The process begins when a truck arrives and dumps its load of recyclables at one end of the building. The materials are then piled on to large conveyer belts that transport them to a manual sorting station. There, workers sift through everything, taking out plastic bags, large pieces of cardboard and other items that could damage or obstruct the sorting machines. Plastic bags are especially troublesome as they tend to get caught in the spinning-disk screens that send weightier materials, such as bottles and cans, down in one direction and the paper up in another.

Corrugated cardboard is separated from mixed paper, both of which are then baled and sold. Plastic bottles and cartons are plucked out by hand. The most common types, PET (type 1) and HDPE (type 2), are collected separately; the rest go into a mixed-plastics bin.

Next, a magnet pulls out any ferrous metals, typically tin-plated or steel cans, while the non-ferrous metals, mostly aluminium cans, are ejected by eddy current. Eddy-current separators, in use since the early 1990s, consist of a rapidly revolving magnetic rotor inside a long, cylindrical drum that rotates at a slower speed. As the aluminium cans are carried over this drum by a conveyer belt, the magnetic field from the rotor induces circulating electric currents, called eddy currents, within them.
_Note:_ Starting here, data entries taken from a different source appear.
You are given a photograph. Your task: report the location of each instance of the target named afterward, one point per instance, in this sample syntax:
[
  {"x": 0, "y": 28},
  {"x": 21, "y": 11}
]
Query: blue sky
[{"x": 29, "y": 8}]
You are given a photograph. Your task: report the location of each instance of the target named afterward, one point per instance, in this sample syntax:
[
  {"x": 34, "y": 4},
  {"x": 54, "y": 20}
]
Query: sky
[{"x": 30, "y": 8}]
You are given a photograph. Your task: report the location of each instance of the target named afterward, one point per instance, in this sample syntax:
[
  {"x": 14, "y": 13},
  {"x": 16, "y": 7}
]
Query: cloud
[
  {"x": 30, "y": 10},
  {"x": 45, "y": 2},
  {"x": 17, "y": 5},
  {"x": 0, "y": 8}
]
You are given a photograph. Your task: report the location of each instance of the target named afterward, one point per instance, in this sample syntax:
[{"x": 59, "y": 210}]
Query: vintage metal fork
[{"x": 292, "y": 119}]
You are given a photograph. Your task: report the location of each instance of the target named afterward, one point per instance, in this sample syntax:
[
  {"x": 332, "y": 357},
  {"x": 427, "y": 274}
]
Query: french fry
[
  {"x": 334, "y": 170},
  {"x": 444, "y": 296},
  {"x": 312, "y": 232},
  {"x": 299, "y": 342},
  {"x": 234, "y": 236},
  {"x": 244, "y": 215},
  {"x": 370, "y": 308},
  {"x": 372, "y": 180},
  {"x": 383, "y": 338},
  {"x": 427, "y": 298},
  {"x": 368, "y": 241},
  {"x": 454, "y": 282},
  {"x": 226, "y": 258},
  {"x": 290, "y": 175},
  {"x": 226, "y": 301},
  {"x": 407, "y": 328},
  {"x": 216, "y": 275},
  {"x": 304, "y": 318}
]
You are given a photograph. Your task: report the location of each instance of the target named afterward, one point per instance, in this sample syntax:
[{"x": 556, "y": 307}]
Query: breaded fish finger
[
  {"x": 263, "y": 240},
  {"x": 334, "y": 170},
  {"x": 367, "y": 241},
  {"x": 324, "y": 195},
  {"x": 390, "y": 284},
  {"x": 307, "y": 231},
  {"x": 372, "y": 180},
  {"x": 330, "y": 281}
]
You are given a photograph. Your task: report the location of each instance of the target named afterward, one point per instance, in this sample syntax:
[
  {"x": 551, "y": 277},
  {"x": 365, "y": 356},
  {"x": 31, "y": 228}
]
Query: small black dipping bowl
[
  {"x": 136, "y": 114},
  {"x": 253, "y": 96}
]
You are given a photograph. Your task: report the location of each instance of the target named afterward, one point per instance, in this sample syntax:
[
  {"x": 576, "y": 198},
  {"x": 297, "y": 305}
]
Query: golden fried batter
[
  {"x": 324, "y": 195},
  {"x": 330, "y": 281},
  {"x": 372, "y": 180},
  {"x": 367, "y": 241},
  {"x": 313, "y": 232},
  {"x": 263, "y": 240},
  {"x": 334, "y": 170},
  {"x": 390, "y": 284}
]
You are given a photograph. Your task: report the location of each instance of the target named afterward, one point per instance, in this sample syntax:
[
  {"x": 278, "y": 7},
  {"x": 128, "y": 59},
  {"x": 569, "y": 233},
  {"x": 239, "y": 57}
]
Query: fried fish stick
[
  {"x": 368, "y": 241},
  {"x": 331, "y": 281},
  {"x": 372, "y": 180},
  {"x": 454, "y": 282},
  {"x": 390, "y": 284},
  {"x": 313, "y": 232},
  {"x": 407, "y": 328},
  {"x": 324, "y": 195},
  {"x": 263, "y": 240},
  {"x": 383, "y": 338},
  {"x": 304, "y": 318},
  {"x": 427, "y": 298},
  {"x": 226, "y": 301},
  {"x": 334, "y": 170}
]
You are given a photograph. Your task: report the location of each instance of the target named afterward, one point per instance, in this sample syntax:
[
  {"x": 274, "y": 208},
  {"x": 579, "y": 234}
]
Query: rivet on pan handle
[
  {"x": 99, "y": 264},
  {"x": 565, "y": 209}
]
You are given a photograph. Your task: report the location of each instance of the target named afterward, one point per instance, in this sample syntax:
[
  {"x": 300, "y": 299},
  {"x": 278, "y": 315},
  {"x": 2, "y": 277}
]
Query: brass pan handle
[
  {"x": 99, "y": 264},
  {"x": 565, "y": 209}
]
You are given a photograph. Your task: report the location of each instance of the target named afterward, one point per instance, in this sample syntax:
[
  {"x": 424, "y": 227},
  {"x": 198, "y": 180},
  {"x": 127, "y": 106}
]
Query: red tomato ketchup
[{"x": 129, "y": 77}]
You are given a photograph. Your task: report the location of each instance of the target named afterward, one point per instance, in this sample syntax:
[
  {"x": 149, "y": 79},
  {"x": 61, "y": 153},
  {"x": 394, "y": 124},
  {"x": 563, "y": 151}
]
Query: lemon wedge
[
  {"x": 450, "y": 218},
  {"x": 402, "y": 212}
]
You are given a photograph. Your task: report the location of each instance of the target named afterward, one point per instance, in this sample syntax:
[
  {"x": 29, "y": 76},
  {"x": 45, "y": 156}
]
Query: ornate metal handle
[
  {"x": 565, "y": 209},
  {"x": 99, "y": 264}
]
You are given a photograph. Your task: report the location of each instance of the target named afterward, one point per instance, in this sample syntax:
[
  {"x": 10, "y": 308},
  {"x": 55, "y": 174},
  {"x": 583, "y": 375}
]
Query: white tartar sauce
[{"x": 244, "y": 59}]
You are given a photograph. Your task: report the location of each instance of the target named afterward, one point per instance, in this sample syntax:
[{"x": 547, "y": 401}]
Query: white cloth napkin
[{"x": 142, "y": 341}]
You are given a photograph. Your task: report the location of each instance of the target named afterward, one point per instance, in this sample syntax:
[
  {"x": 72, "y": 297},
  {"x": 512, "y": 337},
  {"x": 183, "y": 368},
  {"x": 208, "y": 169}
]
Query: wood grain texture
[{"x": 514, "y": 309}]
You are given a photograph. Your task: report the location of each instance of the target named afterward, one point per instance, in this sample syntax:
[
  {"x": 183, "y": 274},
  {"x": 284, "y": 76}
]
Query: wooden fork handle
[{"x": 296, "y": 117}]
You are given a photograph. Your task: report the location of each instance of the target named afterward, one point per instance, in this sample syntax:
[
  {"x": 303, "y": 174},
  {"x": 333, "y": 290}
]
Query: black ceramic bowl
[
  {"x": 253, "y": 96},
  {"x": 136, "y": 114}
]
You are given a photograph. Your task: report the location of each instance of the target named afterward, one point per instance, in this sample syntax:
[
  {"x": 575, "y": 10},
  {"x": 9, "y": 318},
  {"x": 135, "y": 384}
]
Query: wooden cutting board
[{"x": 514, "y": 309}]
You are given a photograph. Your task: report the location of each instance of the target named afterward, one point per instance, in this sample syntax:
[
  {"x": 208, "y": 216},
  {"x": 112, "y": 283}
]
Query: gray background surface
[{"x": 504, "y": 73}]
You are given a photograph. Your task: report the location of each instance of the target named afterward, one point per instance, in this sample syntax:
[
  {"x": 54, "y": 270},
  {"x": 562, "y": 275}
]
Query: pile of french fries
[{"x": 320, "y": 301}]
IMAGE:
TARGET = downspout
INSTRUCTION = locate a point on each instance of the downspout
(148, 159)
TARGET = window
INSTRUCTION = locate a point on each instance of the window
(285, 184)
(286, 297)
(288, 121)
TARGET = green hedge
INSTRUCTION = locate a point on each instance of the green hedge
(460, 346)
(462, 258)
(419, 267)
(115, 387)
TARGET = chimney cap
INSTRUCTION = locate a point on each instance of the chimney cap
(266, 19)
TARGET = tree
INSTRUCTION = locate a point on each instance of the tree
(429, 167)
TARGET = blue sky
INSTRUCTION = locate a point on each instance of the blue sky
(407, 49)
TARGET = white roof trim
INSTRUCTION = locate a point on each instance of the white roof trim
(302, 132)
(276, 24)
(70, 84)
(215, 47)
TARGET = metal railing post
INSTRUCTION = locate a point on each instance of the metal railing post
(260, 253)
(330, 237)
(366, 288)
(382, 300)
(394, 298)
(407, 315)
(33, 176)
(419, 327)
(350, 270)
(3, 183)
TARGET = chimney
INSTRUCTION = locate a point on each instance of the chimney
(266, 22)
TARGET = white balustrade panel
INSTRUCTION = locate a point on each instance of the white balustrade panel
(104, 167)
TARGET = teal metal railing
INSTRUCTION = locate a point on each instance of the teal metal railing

This creates a secondary magnetic field around the cans that is repelled by the magnetic field of the rotor, literally ejecting the aluminium cans from the other waste materials.

Finally, the glass is separated by hand into clear, brown, amber and green glass. For each load, the entire sorting process from start to finish takes about an hour, says Bob Besso, Norcal’s recycling-programme manager for San Francisco.